GridSearchCV(cv=10, estimator=DecisionTreeRegressor(), param_grid={'max_leaf_nodes': range(2, 15)}, scoring='neg_mean_squared_error')
DecisionTreeRegressor()
DecisionTreeRegressor()
fig, ax = plt.subplots()
ax.plot( range(2,15),-cv_tree.cv_results_['mean_test_score'], 'ro-')
ax.set_xlabel('Tree size')
ax.set_ylabel('MSE')
Text(0, 0.5, 'MSE')
cv_tree.best_params_
{'max_leaf_nodes': 8}
We fit the tree by using the CV result.
best_model = cv_tree.best_estimator_
graph, = print_tree(best_model, features=boston.columns.drop(['MEDV']))
Image(graph.create_png())
best_predict = best_model.predict(X=boston_test.drop(['MEDV'], axis=1))
fig, ax = plt.subplots()
ax.scatter(best_predict, boston_test.MEDV, label='MEDV')
ax.plot([0, 1], [0, 1], '--k', transform=plt.gca().transAxes)
ax.set_xlabel('Predict')
ax.set_ylabel('Test')
Text(0, 0.5, 'Test')
mean_squared_error(boston_test.MEDV,best_predict)
15.466926404185816
X = boston_train.drop(['MEDV'], axis=1)
y = boston_train.MEDV
X.shape
(253, 13)
There are 13 features in the dataset. Recall that bagging is simply a special case of a random forest with $m = p$, here we use all features.
bagging = RandomForestRegressor(max_features=13, random_state=1)
bagging.fit(X=X, y=y)
RandomForestRegressor(max_features=13, random_state=1)In a Jupyter environment, please rerun this cell to show the HTML representation or trust the notebook.
RandomForestRegressor(max_features=13, random_state=1)
Predicted values on the testing data using bagging.
predict = bagging.predict(X=boston_test.drop(['MEDV'], axis=1))
fig, ax = plt.subplots()
ax.scatter(predict, boston_test.MEDV, label='MEDV')

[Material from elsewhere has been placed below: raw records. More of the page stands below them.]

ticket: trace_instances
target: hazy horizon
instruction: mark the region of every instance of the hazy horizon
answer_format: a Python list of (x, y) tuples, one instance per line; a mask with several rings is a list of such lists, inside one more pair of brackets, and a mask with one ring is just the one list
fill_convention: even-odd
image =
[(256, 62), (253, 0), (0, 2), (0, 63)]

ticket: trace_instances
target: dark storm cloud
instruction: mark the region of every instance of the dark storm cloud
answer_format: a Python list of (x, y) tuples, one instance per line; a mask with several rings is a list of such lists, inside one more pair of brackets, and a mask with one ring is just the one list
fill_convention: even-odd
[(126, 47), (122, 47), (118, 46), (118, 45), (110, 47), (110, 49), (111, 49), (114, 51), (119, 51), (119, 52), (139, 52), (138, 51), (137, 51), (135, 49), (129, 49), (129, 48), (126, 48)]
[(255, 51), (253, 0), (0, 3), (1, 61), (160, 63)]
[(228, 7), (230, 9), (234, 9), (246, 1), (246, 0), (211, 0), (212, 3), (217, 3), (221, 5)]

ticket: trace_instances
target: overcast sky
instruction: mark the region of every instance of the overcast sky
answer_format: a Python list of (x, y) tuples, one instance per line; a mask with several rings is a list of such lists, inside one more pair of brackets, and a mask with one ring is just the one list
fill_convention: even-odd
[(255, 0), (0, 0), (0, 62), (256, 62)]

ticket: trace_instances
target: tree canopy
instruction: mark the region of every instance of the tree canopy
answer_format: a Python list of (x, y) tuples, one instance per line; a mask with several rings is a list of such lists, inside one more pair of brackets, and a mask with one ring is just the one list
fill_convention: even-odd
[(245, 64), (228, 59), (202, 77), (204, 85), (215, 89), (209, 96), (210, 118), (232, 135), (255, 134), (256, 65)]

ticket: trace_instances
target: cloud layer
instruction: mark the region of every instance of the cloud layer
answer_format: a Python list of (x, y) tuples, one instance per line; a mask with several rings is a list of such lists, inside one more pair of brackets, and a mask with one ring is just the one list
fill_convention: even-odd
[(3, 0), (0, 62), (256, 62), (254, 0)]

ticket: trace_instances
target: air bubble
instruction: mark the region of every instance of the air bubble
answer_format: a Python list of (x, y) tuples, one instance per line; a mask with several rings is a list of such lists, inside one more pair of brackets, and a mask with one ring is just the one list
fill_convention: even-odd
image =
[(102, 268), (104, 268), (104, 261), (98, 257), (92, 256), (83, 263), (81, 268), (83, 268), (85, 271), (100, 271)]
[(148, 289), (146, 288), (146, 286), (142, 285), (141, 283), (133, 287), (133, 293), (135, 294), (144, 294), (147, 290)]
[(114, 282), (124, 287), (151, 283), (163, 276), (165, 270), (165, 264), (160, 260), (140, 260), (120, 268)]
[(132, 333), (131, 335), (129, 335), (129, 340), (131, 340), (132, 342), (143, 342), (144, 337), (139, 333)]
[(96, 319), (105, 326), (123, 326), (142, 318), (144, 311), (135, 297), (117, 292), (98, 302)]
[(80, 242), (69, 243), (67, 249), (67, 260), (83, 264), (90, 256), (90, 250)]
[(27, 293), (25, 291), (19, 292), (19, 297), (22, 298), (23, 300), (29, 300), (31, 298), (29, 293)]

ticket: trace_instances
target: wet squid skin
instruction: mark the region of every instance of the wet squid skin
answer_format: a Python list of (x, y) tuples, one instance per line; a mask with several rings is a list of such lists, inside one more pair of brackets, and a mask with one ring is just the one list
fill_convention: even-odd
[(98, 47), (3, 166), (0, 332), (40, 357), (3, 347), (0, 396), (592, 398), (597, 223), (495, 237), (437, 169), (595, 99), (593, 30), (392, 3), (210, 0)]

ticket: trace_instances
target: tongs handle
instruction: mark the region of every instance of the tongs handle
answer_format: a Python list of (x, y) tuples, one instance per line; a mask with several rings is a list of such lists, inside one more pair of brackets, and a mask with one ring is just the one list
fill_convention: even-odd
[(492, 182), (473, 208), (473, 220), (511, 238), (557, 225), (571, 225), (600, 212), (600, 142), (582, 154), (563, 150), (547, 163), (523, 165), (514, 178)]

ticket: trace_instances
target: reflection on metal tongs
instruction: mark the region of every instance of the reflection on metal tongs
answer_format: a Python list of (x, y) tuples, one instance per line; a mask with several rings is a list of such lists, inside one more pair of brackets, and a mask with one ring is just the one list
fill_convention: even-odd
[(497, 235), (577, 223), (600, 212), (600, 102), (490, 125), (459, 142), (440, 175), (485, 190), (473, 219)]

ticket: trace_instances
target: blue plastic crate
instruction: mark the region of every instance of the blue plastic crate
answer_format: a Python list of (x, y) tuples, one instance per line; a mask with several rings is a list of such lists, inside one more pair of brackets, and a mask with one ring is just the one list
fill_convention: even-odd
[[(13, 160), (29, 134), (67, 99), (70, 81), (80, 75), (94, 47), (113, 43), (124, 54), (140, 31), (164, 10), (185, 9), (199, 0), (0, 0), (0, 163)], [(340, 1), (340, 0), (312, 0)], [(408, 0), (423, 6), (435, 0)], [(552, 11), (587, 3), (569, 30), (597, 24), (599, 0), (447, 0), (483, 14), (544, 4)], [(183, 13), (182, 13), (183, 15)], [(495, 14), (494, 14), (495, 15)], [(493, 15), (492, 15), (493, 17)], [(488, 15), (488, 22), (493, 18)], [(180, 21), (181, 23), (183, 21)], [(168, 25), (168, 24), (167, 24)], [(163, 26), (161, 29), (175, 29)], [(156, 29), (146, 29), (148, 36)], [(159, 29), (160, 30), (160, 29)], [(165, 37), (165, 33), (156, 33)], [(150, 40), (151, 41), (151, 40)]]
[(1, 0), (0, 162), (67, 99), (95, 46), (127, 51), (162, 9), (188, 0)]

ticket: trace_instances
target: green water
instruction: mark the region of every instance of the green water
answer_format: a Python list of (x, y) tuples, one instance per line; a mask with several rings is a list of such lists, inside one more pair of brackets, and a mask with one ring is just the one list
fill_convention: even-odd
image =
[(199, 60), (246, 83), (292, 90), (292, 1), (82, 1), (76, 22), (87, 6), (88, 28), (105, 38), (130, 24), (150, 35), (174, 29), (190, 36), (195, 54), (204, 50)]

ax.plot([0, 1], [0, 1], '--k', transform=plt.gca().transAxes)
ax.set_xlabel('Predict')
ax.set_ylabel('Test')
Text(0, 0.5, 'Test')
The test MSE:
mean_squared_error(boston_test.MEDV,predict)
12.02672559683794
Growing a random forest is exactly the same way. By default, max_features = $p$. Here we use max_features $ = \sqrt{p}$.

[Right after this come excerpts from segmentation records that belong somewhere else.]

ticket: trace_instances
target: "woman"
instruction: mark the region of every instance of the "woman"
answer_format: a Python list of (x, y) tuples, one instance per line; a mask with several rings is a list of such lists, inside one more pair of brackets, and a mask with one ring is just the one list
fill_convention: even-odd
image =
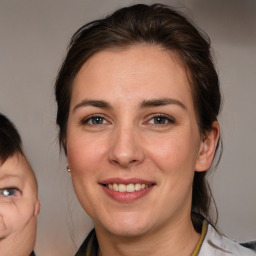
[(135, 5), (83, 26), (55, 93), (67, 169), (95, 226), (76, 255), (255, 255), (204, 219), (221, 96), (209, 40), (182, 15)]

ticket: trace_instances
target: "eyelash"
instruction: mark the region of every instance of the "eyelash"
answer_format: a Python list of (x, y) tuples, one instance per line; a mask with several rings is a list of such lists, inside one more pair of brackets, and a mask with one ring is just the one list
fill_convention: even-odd
[[(105, 123), (93, 123), (93, 120), (96, 120), (96, 119), (101, 119), (103, 122), (108, 122), (107, 119), (102, 116), (102, 115), (98, 115), (98, 114), (94, 114), (94, 115), (90, 115), (88, 117), (86, 117), (85, 119), (82, 120), (82, 125), (104, 125)], [(91, 121), (91, 123), (89, 123)]]
[[(175, 124), (176, 123), (176, 121), (173, 117), (170, 117), (170, 116), (165, 115), (165, 114), (152, 114), (147, 119), (148, 119), (147, 122), (151, 125), (165, 126), (165, 125), (168, 125), (168, 124)], [(156, 121), (156, 119), (164, 120), (164, 123), (150, 123), (151, 120)], [(96, 122), (100, 121), (101, 123), (93, 123), (94, 121), (96, 121)], [(91, 125), (91, 126), (93, 126), (93, 125), (104, 125), (104, 124), (108, 123), (108, 120), (103, 115), (94, 114), (94, 115), (90, 115), (90, 116), (84, 118), (81, 123), (82, 123), (82, 125)]]
[[(7, 191), (7, 193), (6, 193)], [(11, 197), (15, 196), (18, 192), (20, 192), (17, 188), (1, 188), (0, 189), (0, 197)]]
[[(165, 125), (169, 125), (169, 124), (175, 124), (176, 121), (173, 117), (170, 117), (168, 115), (165, 114), (153, 114), (149, 117), (148, 119), (148, 123), (150, 123), (151, 120), (156, 120), (157, 118), (161, 118), (165, 121), (165, 123), (152, 123), (152, 125), (161, 125), (161, 126), (165, 126)], [(167, 123), (166, 123), (167, 121)]]

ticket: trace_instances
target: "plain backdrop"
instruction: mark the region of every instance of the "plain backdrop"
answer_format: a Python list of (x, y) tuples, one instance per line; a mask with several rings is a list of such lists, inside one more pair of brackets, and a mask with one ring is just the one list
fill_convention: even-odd
[[(71, 35), (131, 0), (0, 0), (0, 112), (18, 127), (39, 182), (38, 256), (73, 255), (92, 227), (59, 152), (54, 80)], [(224, 104), (224, 153), (211, 177), (220, 230), (256, 239), (256, 1), (158, 1), (212, 40)]]

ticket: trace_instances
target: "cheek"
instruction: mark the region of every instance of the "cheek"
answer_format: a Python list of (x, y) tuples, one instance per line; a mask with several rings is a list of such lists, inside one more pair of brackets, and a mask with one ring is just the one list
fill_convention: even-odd
[(34, 213), (34, 205), (31, 202), (10, 202), (0, 212), (0, 233), (11, 234), (22, 230), (31, 220)]
[(152, 141), (148, 147), (148, 154), (158, 167), (167, 173), (180, 170), (194, 172), (197, 144), (190, 133), (173, 133)]

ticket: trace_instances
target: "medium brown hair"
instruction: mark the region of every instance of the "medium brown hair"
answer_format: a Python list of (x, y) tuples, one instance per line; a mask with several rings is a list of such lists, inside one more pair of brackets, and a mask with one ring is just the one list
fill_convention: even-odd
[[(138, 4), (82, 26), (71, 39), (55, 84), (56, 121), (65, 152), (72, 83), (80, 68), (97, 52), (137, 44), (157, 45), (176, 53), (188, 75), (200, 133), (212, 129), (220, 111), (221, 94), (209, 38), (168, 6)], [(206, 175), (195, 172), (192, 210), (210, 218), (213, 197)]]
[(22, 142), (15, 125), (0, 113), (0, 164), (15, 153), (22, 155)]

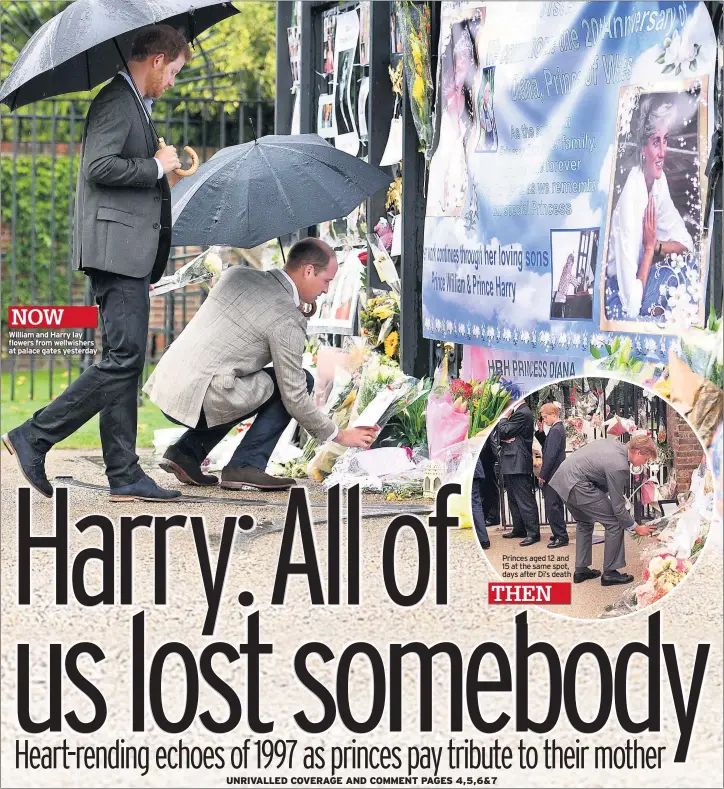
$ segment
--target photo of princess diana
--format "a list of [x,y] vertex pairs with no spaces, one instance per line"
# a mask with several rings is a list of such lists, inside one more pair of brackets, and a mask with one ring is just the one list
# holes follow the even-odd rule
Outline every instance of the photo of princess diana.
[[706,84],[674,84],[679,90],[667,83],[666,90],[621,92],[601,277],[605,330],[703,320]]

randomForest = RandomForestRegressor(max_features="sqrt", random_state=11)
randomForest.fit(X=X, y=y)
RandomForestRegressor(max_features='sqrt', random_state=11)In a Jupyter environment, please rerun this cell to show the HTML representation or trust the notebook.
RandomForestRegressor(max_features='sqrt', random_state=11)

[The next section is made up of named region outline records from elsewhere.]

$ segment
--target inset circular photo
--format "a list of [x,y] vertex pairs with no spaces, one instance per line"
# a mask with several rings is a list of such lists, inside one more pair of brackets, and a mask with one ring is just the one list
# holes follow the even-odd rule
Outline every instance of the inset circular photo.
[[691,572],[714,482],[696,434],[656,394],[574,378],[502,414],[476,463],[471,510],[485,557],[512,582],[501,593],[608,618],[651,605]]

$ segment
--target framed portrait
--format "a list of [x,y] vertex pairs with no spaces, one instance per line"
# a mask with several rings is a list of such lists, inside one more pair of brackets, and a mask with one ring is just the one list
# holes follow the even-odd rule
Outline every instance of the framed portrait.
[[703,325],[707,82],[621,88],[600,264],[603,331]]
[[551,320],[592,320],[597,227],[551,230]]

predict = randomForest.predict(X=boston_test.drop(['MEDV'], axis=1))
fig, ax = plt.subplots()
ax.scatter(predict, boston_test.MEDV, label='MEDV')
ax.plot([0, 1], [0, 1], '--k', transform=plt.gca().transAxes)
ax.set_xlabel('Predict')
ax.set_ylabel('Test')
print(f"The test MSE is {mean_squared_error(boston_test.MEDV, predict)}.")
The test MSE is 13.01357290513834.
Now we try max_features $ = 6$.
randomForest = RandomForestRegressor(max_features=6, random_state=1)
randomForest.fit(X=X, y=y)
RandomForestRegressor(max_features=6, random_state=1)In a Jupyter environment, please rerun this cell to show the HTML representation or trust the notebook.
RandomForestRegressor(max_features=6, random_state=1)
predict = randomForest.predict(X=boston_test.drop(['MEDV'], axis=1))
fig, ax = plt.subplots()
ax.scatter(predict, boston_test.MEDV, label='MEDV')
ax.plot([0, 1], [0, 1], '--k', transform=plt.gca().transAxes)
ax.set_xlabel('Predict')
ax.set_ylabel('Test')
print(f"The test MSE is {mean_squared_error(boston_test.MEDV,predict)}.")
The test MSE is 11.246821798418969.
We can view the importance of each variable.
Importance = pd.DataFrame({'Importance':randomForest.feature_importances_*100}, index=X.columns)
Importance.sort_values('Importance', axis=0, ascending=True).plot(kind='barh', color='r', )
plt.xlabel('Variable Importance')
plt.gca().legend_ = None
RM: average number of rooms per dwelling.
CHAS: Charles River dummy variable (= 1 if tract bounds river; 0 otherwise).